WordPress 2.6 is a little over two months and a week (give or take some time), so it is important to see what the system will bring forth to bloggers in the future and the overall direction that blogging may take.
In the past week, WordPress celebrated its 5th anniversary/birthday, in which time the blogging software has grown to be one of the largest, if not largest, both free and self-hosted providers for bloggers. WordPress MU was also updated to version 1.5.1, which includes a series of bug and security fixes and takes it to the same level as WP 2.5.1.
WordPress 2.5 was released on March 29, so we are currently in between update cycles. As you may know, WordPress 2.5 was a major upgrade from the previous version with built-in Gravatar support, a complete redesign, tagging support, and other security, interface, or usability fixes. With WordPress 2.6, more bloggers will be looking for the addition, or re-addition, in some cases, of features that didn’t make it into the current version, or were taken out.
Track WordPress 2.6 Progress at the Following Locations:
WordPress Codex: http://codex.wordpress.org/Version_2.6
WordPress Trac: http://trac.wordpress.org/milestone/2.6
Features Expected to be Added to WP 2.6
- The
wp-config.phpfile will be able to be located one-level up from the rest of your WordPress install if you want to move it out of the doc root. This may allow multiple WordPress installations to share the same configuration file or perhaps serve as a backup folder. [Update Post] - Google Gears will be supported. This doesn’t necessarily meant that you will be able to blog/post offline (there are already some forms of offline publishing), but that you may be able to speed up your blog by storing your files off of your web server, on your computer. For the most part, it would be more on the admin’s side. A user experimented with the feature and was quite impressed with the speed boost it gave. [Trac, Trunk]
- Users will be able to choose a default Indenticon, or Gravatar for their image. Currently, only WordPress.com users are able to change their Gravatar, unless you go through the Gravatar site. [Update Post]

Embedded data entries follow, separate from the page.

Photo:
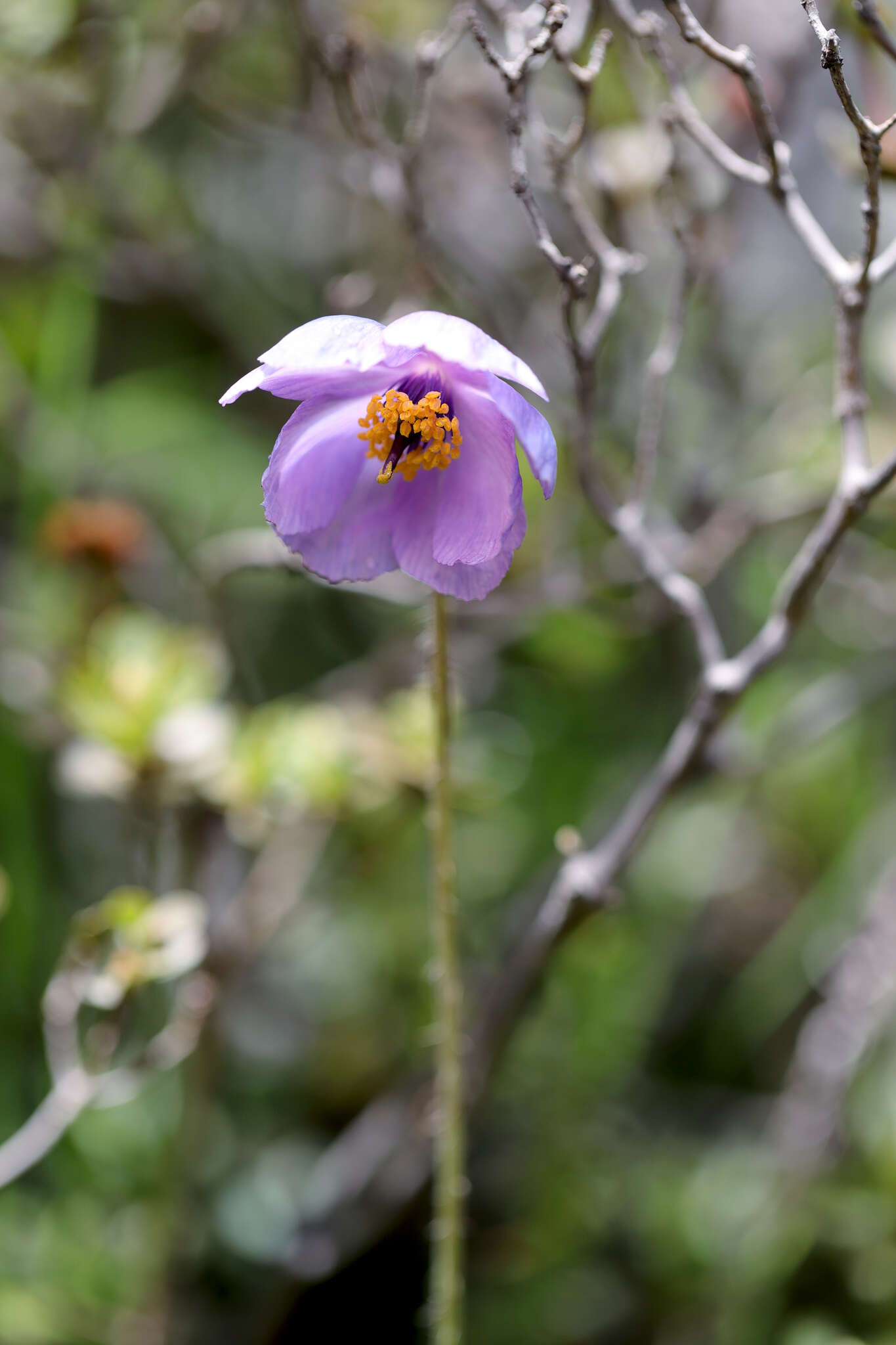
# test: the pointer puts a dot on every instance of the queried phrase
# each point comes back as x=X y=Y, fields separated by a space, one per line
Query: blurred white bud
x=630 y=162
x=93 y=770
x=195 y=740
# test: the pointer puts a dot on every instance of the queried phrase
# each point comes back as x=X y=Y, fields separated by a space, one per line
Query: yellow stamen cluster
x=393 y=412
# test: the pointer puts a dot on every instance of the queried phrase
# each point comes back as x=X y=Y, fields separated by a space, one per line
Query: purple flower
x=402 y=455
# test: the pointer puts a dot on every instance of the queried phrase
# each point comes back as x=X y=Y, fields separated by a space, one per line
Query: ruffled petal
x=319 y=359
x=480 y=493
x=244 y=385
x=535 y=435
x=316 y=460
x=326 y=382
x=328 y=343
x=356 y=545
x=458 y=342
x=413 y=523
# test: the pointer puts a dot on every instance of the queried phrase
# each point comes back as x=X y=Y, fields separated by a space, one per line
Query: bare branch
x=656 y=377
x=867 y=11
x=777 y=175
x=870 y=133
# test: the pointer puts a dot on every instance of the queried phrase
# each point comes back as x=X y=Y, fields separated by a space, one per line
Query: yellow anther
x=438 y=436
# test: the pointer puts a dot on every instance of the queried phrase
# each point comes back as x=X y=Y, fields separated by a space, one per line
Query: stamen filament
x=408 y=436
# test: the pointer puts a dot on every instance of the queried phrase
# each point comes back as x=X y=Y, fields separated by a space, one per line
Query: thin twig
x=867 y=11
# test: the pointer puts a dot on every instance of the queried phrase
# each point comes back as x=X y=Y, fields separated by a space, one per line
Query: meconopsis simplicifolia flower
x=400 y=455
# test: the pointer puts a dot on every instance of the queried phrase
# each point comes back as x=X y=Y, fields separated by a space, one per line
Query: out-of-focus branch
x=656 y=378
x=74 y=1087
x=870 y=133
x=867 y=11
x=775 y=175
x=857 y=1003
x=585 y=337
x=372 y=1151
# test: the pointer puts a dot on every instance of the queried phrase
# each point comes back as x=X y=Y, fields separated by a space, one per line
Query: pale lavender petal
x=314 y=464
x=244 y=385
x=458 y=342
x=356 y=544
x=333 y=342
x=326 y=382
x=535 y=435
x=480 y=493
x=413 y=522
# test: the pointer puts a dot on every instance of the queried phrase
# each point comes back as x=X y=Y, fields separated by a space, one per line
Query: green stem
x=446 y=1292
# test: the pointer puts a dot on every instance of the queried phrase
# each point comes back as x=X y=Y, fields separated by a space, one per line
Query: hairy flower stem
x=446 y=1289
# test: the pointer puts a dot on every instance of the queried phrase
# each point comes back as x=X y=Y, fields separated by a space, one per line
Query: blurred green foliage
x=177 y=191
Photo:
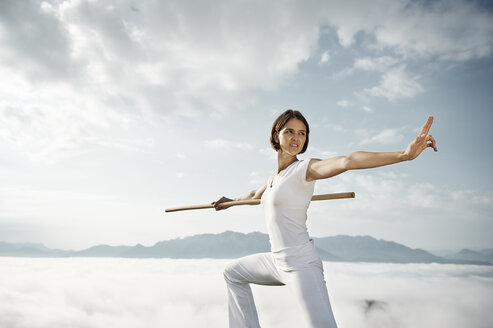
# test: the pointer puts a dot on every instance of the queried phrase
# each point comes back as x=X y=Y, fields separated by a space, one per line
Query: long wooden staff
x=256 y=202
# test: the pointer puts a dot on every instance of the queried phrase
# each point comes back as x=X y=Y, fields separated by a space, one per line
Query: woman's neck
x=284 y=160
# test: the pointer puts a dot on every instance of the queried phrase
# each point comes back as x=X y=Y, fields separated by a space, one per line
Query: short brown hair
x=279 y=124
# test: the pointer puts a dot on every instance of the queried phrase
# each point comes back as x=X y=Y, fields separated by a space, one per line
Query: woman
x=285 y=198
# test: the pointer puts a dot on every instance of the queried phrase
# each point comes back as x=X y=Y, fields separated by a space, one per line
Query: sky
x=113 y=292
x=112 y=111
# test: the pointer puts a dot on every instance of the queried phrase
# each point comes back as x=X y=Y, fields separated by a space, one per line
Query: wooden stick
x=256 y=202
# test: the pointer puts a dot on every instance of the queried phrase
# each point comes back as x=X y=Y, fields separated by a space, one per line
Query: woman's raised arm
x=322 y=169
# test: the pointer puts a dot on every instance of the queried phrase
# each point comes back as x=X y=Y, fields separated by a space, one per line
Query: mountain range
x=231 y=244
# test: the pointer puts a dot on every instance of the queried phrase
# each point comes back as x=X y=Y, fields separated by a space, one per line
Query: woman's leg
x=258 y=269
x=310 y=289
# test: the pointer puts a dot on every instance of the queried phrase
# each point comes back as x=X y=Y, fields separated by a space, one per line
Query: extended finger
x=432 y=143
x=426 y=127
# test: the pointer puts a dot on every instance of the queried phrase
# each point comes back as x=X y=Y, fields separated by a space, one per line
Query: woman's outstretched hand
x=219 y=201
x=421 y=142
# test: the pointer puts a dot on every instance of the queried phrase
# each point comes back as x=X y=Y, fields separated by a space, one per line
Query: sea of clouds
x=111 y=292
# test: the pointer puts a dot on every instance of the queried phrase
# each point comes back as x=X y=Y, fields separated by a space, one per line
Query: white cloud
x=227 y=144
x=375 y=64
x=325 y=57
x=396 y=84
x=385 y=137
x=414 y=29
x=192 y=293
x=343 y=103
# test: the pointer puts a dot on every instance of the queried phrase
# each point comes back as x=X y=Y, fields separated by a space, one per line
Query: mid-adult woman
x=285 y=198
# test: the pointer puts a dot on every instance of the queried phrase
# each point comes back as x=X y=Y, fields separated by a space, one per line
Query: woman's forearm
x=366 y=160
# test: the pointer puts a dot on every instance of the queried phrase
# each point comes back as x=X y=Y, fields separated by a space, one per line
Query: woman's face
x=292 y=137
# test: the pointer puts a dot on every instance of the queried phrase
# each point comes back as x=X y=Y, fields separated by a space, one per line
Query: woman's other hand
x=220 y=201
x=421 y=142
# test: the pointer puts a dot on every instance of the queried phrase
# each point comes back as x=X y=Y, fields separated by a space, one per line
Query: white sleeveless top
x=285 y=205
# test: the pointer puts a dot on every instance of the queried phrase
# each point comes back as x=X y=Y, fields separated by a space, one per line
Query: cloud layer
x=39 y=293
x=70 y=68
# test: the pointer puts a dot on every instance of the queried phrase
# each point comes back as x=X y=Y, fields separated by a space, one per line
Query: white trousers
x=299 y=268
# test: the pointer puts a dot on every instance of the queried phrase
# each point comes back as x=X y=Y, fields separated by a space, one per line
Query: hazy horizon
x=113 y=110
x=43 y=293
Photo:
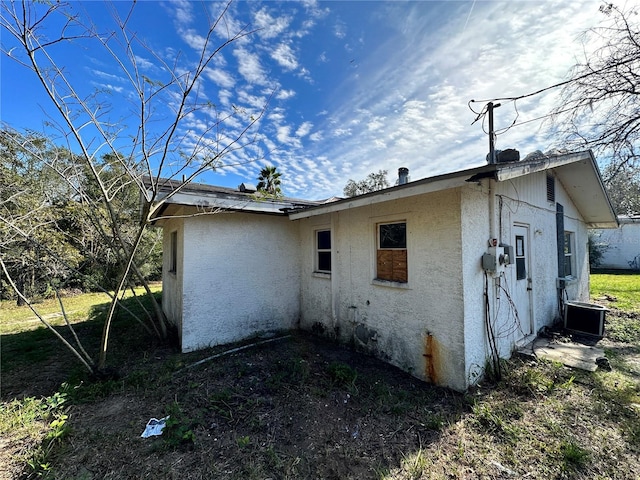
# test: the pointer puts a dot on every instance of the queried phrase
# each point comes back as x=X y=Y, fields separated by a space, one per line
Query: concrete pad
x=571 y=354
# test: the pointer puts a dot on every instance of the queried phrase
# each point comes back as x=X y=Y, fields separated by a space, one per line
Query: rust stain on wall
x=431 y=358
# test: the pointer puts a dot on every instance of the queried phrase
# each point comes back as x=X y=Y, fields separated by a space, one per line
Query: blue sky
x=352 y=87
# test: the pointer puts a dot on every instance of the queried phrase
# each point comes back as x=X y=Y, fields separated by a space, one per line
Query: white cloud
x=304 y=129
x=285 y=94
x=270 y=26
x=183 y=13
x=144 y=63
x=284 y=55
x=250 y=67
x=220 y=77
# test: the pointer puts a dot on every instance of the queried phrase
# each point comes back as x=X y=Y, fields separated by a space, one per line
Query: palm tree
x=269 y=181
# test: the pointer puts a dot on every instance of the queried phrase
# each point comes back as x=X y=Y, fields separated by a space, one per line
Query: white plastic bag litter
x=154 y=427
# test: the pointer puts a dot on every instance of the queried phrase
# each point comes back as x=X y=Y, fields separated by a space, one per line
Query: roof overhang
x=577 y=172
x=202 y=199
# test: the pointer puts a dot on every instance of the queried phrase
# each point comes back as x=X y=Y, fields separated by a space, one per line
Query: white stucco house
x=620 y=247
x=434 y=276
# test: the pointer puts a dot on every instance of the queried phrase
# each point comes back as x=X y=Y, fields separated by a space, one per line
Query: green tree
x=33 y=213
x=373 y=182
x=269 y=181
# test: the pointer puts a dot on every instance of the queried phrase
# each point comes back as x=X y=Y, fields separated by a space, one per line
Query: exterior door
x=522 y=287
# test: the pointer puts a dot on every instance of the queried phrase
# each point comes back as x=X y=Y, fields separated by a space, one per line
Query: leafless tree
x=161 y=146
x=600 y=103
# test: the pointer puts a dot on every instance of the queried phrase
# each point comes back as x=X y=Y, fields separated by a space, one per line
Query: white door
x=522 y=288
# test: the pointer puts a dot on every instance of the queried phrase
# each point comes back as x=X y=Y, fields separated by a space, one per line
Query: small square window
x=323 y=251
x=391 y=258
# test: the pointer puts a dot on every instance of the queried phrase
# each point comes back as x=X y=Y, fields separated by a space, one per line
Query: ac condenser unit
x=585 y=318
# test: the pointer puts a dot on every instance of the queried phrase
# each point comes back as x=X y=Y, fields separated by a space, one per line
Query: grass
x=300 y=408
x=623 y=287
x=15 y=319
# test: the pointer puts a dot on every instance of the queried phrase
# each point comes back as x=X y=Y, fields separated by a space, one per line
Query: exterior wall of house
x=416 y=326
x=620 y=246
x=172 y=281
x=240 y=277
x=521 y=202
x=475 y=238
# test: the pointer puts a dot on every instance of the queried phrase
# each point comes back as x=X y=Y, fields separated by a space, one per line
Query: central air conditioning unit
x=584 y=318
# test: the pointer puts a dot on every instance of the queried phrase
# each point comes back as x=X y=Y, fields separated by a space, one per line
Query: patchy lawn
x=299 y=407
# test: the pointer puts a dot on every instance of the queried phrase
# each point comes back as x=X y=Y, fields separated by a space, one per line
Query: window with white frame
x=173 y=260
x=391 y=258
x=323 y=251
x=568 y=254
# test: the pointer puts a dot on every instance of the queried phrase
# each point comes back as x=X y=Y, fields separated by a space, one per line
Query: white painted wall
x=240 y=277
x=242 y=273
x=393 y=321
x=521 y=201
x=621 y=246
x=172 y=281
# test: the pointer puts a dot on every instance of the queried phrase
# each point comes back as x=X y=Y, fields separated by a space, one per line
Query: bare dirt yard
x=300 y=407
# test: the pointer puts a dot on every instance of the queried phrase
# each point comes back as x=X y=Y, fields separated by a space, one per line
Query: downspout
x=334 y=274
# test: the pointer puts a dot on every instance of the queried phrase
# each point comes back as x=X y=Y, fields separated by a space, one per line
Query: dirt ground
x=300 y=407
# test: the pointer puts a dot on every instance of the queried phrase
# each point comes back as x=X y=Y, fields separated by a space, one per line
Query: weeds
x=41 y=422
x=178 y=430
x=342 y=374
x=573 y=455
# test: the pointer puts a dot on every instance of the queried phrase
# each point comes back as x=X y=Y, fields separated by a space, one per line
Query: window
x=391 y=262
x=568 y=254
x=551 y=188
x=521 y=258
x=323 y=251
x=173 y=265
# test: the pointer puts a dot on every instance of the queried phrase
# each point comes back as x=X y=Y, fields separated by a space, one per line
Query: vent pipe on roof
x=403 y=175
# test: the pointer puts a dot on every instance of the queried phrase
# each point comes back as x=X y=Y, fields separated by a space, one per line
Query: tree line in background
x=54 y=232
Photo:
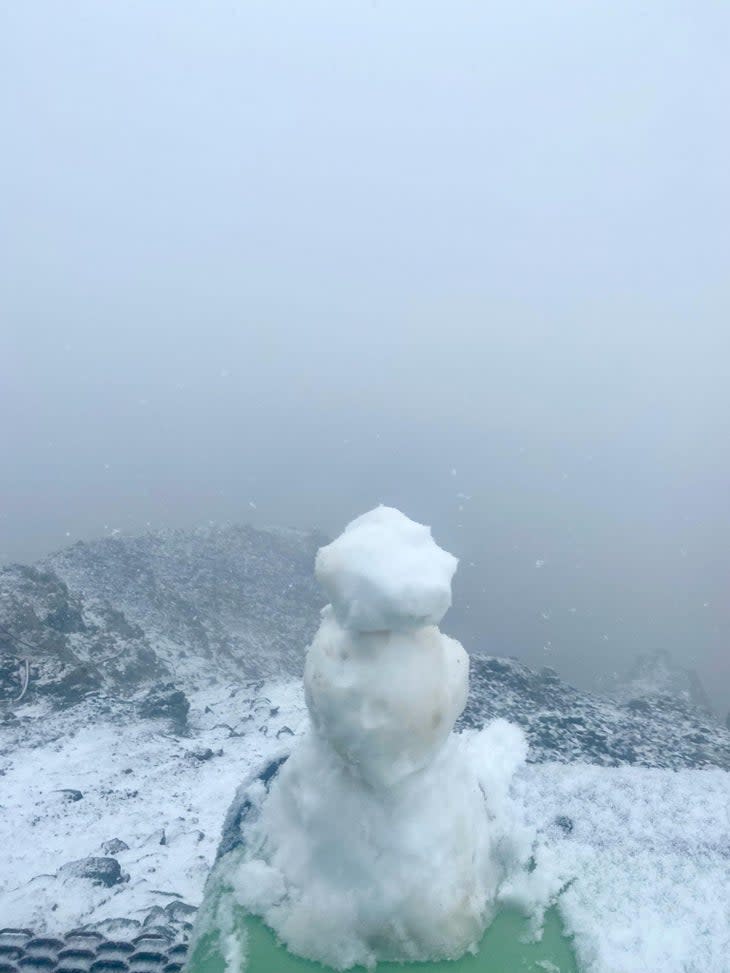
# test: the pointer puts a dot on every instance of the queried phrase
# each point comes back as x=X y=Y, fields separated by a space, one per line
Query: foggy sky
x=278 y=261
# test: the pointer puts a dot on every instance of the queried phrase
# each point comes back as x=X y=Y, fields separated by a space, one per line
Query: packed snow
x=637 y=859
x=385 y=701
x=386 y=573
x=386 y=837
x=648 y=849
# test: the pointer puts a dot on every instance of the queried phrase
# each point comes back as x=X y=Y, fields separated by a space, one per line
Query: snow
x=385 y=837
x=386 y=573
x=139 y=783
x=353 y=874
x=386 y=701
x=404 y=836
x=649 y=854
x=647 y=851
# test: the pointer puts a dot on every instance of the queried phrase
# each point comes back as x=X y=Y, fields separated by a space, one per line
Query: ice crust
x=386 y=573
x=385 y=837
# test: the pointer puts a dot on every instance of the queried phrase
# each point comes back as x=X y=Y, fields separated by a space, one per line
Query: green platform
x=502 y=951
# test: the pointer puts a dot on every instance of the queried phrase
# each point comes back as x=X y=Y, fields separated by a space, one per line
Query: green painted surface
x=502 y=951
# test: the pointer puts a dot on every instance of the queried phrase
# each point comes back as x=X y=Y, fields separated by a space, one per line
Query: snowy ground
x=648 y=850
x=163 y=795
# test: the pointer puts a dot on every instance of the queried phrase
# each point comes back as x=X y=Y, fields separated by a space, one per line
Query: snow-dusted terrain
x=630 y=796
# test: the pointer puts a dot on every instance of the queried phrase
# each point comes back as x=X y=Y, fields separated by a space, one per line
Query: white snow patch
x=138 y=782
x=649 y=856
x=386 y=573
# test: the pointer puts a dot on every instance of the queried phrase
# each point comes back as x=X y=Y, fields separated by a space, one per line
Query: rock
x=99 y=871
x=114 y=846
x=565 y=823
x=166 y=702
x=202 y=754
x=70 y=794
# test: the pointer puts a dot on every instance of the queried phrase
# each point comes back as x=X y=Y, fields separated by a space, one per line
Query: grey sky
x=313 y=255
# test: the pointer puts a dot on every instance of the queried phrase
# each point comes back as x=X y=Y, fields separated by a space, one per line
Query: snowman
x=383 y=835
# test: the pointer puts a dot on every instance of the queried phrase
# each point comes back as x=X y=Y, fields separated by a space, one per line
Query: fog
x=275 y=262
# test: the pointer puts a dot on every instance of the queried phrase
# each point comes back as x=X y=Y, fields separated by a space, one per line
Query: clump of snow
x=386 y=573
x=349 y=874
x=385 y=701
x=385 y=837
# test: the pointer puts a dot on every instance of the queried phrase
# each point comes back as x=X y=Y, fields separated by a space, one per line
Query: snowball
x=409 y=873
x=386 y=573
x=386 y=701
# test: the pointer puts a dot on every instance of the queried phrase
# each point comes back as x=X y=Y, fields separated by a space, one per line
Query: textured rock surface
x=565 y=724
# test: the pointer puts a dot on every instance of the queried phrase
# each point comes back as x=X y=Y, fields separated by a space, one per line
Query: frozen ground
x=648 y=850
x=163 y=795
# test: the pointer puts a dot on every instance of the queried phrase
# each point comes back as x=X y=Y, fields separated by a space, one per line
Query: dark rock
x=70 y=794
x=114 y=846
x=166 y=702
x=201 y=755
x=564 y=724
x=99 y=871
x=565 y=823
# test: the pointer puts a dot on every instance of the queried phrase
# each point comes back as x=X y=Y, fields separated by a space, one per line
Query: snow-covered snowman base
x=384 y=837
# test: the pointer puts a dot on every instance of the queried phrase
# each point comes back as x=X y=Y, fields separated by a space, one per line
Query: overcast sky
x=278 y=261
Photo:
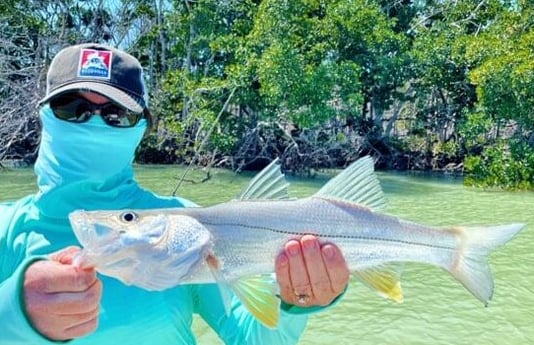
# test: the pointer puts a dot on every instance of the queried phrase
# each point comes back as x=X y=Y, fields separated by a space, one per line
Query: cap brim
x=106 y=90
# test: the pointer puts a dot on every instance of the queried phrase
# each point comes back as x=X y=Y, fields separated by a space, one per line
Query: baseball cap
x=102 y=69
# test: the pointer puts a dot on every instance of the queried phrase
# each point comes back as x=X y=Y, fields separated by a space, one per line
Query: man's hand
x=310 y=273
x=62 y=301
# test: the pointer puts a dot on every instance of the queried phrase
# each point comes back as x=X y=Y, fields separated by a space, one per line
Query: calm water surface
x=436 y=309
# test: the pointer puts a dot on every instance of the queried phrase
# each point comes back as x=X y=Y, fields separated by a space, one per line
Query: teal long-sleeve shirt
x=128 y=315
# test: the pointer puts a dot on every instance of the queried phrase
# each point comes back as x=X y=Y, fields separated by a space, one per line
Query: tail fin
x=470 y=266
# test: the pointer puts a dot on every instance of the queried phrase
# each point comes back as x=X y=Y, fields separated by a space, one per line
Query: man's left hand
x=310 y=273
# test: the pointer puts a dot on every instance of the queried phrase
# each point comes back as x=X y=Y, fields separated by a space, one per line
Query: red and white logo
x=95 y=64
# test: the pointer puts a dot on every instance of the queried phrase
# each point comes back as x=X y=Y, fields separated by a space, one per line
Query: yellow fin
x=384 y=281
x=258 y=295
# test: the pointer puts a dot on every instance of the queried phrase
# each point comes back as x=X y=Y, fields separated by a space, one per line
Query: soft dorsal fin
x=357 y=183
x=268 y=184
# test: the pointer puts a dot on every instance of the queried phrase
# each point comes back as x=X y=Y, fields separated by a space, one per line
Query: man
x=94 y=115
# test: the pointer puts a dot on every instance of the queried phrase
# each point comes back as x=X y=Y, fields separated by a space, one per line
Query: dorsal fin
x=268 y=184
x=358 y=184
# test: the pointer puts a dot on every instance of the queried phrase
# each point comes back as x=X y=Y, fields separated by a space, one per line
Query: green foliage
x=507 y=164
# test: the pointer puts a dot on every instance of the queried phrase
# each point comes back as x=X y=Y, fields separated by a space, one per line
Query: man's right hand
x=62 y=301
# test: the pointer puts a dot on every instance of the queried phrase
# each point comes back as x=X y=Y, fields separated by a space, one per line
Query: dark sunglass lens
x=68 y=108
x=119 y=117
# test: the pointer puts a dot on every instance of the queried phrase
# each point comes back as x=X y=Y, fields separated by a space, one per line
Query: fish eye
x=128 y=217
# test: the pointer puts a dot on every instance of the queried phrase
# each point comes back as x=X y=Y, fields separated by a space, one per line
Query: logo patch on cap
x=95 y=64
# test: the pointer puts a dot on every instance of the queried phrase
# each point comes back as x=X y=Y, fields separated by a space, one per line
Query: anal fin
x=383 y=280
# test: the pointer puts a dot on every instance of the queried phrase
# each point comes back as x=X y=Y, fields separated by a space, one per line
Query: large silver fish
x=235 y=243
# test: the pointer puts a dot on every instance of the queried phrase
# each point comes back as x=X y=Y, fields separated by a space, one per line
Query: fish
x=234 y=244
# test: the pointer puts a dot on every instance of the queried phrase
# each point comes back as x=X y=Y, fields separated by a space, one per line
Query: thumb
x=66 y=255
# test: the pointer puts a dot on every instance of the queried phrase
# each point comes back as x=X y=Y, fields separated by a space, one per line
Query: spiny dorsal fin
x=358 y=184
x=268 y=184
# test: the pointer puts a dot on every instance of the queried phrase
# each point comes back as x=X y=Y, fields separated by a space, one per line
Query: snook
x=235 y=243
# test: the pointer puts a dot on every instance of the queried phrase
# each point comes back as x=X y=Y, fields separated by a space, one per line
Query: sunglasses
x=73 y=108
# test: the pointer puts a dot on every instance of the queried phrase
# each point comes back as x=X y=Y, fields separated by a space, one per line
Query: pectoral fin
x=258 y=295
x=383 y=280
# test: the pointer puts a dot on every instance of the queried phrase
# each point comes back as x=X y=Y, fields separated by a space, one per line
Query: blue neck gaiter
x=84 y=165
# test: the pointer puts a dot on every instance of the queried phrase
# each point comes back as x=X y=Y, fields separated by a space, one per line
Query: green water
x=436 y=309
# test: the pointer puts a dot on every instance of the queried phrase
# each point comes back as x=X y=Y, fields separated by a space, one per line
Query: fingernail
x=294 y=249
x=309 y=245
x=329 y=252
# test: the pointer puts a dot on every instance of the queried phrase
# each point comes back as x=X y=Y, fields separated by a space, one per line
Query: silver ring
x=302 y=299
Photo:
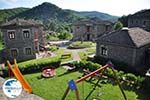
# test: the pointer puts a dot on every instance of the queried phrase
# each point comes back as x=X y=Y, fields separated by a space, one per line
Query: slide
x=20 y=77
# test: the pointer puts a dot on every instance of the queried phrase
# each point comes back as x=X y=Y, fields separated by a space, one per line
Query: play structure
x=48 y=72
x=16 y=72
x=72 y=85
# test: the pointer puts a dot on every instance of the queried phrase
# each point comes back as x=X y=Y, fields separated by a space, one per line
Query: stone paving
x=24 y=95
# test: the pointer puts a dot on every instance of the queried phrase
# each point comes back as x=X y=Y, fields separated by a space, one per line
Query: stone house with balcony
x=22 y=39
x=128 y=45
x=90 y=29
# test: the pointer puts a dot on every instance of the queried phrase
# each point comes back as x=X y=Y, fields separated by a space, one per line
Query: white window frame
x=16 y=50
x=25 y=35
x=11 y=36
x=104 y=52
x=26 y=52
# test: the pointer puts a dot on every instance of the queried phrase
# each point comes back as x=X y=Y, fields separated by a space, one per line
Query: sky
x=113 y=7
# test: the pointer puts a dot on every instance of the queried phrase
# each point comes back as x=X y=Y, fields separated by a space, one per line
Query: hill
x=7 y=13
x=124 y=19
x=99 y=15
x=47 y=11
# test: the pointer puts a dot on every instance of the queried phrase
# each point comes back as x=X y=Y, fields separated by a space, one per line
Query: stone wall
x=20 y=43
x=117 y=53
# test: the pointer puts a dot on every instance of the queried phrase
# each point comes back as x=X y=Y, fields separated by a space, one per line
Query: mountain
x=124 y=19
x=99 y=15
x=47 y=11
x=7 y=13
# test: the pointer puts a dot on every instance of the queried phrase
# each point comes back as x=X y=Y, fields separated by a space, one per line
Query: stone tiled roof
x=92 y=21
x=20 y=22
x=135 y=37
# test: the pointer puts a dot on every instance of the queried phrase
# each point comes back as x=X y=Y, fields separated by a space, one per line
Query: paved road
x=24 y=95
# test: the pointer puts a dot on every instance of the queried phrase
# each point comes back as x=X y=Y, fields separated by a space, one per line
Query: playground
x=51 y=84
x=54 y=88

- Posts revisions will be supported, in wiki-style fashion. This is a huge feature, allowing bloggers to recover posts if their browser crashes or some other calamity happens. [Trac, Update Post]
- Shift-click checkbox selection will allow users of WordPress to select a range of checkboxes in the category, tag, comment, post, page, and media administration selections by checking the “start” checkbox, holding the Shift key, and then selecting the “end” checkbox, in a similar fashion to GMail. [Trac]
- Post word count, a feature that is currently on WordPress.com, and will likely work in the Visual view, Code view and tinyMCE (plain) view. [Trac]
- Quick posting via a bookmarklet-type pop-up, called Press This. It would make posting news stories, videos, or other post excerpts from across the web even easier, with pre-filled information. [Trac, Example Plugin]
- Paging of themes in the Design panel.
- Gallery sorting through a drag-and-drop type area. [Update Post]
- You will be able to export and import post excerpts.
- Theme previewer (similar to the current WordPress.com).
- Terms will show whether they are both a tag and a category or not.
- Profile fields will be made wider.
- Countless speed improvements.
Taking a look at the features, there are several that would reduce the need for additional plugins, which may be the direction that WordPress is heading.
The original features list is located here.
Demo WordPress 2.6
What is WordPress Lacking?
As WordPress continues to grow in users, what features do you think would benefit the most bloggers overall? Which ones would you like to see added into WordPress 2.6 or future versions?
Matt Mullenweg, the lead developer of WordPress, spoke about the current (2.5) at WordCamp Dallas and the future of WordPress (2.6 and so on). [Video at YouTube]





June 9th, 2008 at 9:13 pm
I’d like to see a post expiry date. It would be great to have a post not show up when I decide it to. Good for music and events website.
June 16th, 2008 at 3:47 am
An integrated more flexible users management : who can write in which page or which category.
August 1st, 2008 at 8:39 pm
I second the excellent idea of an expiry date for the posts since some of the information published is time sensitive and isn’t relevant after a certain while — web publishers should be able to set this when they initially post their content.